知っておこう商標のキホン 〜商標制度の概要〜 (テキスト)

 
1.イントロダクション
(ナレーション)
 皆さんは商品を購入するときに、どうやって選んでいますか?
 もちろんデザインや価格も重要ですが、『このメーカーの製品が大好き!』だとか、『このブランドの商品を試してみよう。』だとか、ネームバリューで選ぶことも多いのではないでしょうか。 実は、そういう時こそ“商標”の腕のみせどころなのです!
 
(早見優)
 こんにちは、早見優です。皆さんは商標について、どのくらいご存知ですか?
 商標とは、『これは私達の会社が作った商品です!』ということを消費者に伝えるためにつけられているマークです。消費者はそのマークを手がかりに自分の好きな商品を買ったり、お気に入りのサービスを受けたりしているというわけです。

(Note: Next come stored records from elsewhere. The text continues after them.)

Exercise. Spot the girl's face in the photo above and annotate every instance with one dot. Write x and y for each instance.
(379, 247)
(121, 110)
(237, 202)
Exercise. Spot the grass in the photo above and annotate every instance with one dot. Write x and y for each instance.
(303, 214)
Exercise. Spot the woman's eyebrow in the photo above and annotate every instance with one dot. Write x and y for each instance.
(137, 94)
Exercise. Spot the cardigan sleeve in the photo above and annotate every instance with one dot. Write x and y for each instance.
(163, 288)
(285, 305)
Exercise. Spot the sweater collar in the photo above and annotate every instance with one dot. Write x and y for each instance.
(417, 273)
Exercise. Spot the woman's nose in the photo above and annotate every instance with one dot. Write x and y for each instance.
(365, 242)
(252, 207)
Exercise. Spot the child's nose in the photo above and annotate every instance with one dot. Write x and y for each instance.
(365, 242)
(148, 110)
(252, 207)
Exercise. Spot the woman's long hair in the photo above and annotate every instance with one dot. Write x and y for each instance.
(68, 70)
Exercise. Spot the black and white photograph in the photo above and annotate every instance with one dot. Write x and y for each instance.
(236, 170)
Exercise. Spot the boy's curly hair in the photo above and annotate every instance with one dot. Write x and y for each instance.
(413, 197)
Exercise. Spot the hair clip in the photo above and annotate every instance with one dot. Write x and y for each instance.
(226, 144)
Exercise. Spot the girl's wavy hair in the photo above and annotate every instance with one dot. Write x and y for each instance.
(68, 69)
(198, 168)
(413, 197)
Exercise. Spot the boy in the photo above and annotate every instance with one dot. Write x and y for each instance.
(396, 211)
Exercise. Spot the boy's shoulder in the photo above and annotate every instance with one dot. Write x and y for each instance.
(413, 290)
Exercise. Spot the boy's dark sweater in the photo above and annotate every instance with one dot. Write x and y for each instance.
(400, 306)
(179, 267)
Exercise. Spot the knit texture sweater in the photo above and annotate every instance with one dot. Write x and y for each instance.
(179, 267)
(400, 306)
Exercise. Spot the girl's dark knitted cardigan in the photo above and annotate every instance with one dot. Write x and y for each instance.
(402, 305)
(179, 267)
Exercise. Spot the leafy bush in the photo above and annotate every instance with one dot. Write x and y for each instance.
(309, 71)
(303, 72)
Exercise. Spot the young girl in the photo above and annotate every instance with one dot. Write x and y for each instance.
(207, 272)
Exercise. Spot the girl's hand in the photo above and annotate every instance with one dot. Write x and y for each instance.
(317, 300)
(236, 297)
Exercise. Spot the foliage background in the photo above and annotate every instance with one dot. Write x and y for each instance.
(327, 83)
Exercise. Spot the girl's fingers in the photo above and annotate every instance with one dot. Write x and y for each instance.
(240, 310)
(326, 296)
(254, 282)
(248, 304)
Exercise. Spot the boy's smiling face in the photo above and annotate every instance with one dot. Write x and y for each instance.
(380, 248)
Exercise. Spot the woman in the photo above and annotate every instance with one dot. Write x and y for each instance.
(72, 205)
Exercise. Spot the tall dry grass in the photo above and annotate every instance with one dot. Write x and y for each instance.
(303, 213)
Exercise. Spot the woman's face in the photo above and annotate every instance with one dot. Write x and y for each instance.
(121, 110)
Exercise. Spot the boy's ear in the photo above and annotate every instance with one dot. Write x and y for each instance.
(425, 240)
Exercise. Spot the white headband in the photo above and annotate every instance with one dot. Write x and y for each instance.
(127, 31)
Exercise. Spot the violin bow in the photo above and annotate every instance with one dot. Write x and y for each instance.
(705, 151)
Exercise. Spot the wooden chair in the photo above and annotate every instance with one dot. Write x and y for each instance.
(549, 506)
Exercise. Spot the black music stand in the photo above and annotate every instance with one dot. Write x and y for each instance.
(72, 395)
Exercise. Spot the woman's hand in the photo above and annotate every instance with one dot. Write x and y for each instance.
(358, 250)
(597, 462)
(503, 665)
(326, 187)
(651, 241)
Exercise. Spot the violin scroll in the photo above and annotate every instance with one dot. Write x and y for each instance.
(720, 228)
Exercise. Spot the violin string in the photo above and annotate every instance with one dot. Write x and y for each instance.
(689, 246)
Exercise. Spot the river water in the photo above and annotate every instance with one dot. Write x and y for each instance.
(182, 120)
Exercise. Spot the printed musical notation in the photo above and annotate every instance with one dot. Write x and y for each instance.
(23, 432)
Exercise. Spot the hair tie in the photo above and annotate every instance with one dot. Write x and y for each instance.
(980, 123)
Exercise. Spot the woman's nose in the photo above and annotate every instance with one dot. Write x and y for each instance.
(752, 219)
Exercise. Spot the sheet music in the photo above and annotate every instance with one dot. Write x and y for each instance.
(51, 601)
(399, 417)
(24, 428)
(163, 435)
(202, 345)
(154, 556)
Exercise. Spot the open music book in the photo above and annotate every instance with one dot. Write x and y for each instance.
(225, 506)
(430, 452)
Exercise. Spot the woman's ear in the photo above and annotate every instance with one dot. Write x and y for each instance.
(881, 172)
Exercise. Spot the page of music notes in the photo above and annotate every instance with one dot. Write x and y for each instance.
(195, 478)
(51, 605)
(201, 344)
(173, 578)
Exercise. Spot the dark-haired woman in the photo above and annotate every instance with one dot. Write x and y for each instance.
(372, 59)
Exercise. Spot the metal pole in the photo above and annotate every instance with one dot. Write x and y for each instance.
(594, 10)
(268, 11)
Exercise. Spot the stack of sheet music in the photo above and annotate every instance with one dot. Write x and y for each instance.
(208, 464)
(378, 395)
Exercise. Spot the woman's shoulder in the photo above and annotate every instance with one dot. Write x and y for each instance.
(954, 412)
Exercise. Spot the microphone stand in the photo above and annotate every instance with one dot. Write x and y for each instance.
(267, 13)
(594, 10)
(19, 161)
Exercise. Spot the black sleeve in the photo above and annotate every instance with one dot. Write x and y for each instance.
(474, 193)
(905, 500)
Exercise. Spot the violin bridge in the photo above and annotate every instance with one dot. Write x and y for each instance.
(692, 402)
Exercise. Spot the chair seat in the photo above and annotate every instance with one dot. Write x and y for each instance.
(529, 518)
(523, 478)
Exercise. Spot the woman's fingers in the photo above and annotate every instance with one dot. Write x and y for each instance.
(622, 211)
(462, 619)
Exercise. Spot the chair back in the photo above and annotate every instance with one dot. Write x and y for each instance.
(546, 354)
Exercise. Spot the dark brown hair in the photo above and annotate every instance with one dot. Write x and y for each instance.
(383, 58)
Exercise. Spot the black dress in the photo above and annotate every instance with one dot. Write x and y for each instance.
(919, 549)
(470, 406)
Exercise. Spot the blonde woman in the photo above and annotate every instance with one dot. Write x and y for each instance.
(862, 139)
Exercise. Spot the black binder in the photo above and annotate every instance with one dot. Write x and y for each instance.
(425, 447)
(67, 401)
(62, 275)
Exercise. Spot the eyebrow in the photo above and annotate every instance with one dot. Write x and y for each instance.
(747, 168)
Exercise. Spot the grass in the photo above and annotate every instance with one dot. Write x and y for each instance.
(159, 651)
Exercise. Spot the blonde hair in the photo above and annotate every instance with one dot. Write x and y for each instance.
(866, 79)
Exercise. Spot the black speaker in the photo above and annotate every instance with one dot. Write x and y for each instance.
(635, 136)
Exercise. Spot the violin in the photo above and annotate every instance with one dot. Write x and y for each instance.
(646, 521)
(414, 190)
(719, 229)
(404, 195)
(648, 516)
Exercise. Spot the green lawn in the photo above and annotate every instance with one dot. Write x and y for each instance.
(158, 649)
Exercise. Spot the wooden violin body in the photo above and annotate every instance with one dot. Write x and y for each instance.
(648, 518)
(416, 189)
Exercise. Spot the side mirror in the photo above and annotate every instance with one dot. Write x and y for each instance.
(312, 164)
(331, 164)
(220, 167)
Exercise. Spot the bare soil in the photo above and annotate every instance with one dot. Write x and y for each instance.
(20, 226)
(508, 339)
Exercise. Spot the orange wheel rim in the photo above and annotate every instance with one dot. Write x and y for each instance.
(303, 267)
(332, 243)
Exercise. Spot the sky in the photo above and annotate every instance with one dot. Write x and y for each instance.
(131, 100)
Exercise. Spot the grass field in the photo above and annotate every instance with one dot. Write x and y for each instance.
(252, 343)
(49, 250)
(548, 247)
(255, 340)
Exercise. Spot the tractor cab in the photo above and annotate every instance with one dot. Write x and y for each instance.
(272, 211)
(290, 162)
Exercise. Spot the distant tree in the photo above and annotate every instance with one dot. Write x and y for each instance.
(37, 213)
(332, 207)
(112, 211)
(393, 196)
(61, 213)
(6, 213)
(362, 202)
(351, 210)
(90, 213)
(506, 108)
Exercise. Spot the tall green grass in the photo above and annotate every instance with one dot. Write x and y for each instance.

 今日はそんな“商標”の正体について、見てみましょう!
 
2.商標とは
(早見優)
 おや、どうやら、商標のことが話題になっているようですよ。ちょっと見てみましょうか。
 休日に、なにやらお悩みの様子のこちらは佐々木一郎さんです。
 佐々木さんの会社では、現在スナック菓子を開発し、主力ブランドとしての販売が迫っています。最近、商品開発を担当する部署に移った佐々木さんは、メンバーの意見をまとめてネーミングを決定することになりました。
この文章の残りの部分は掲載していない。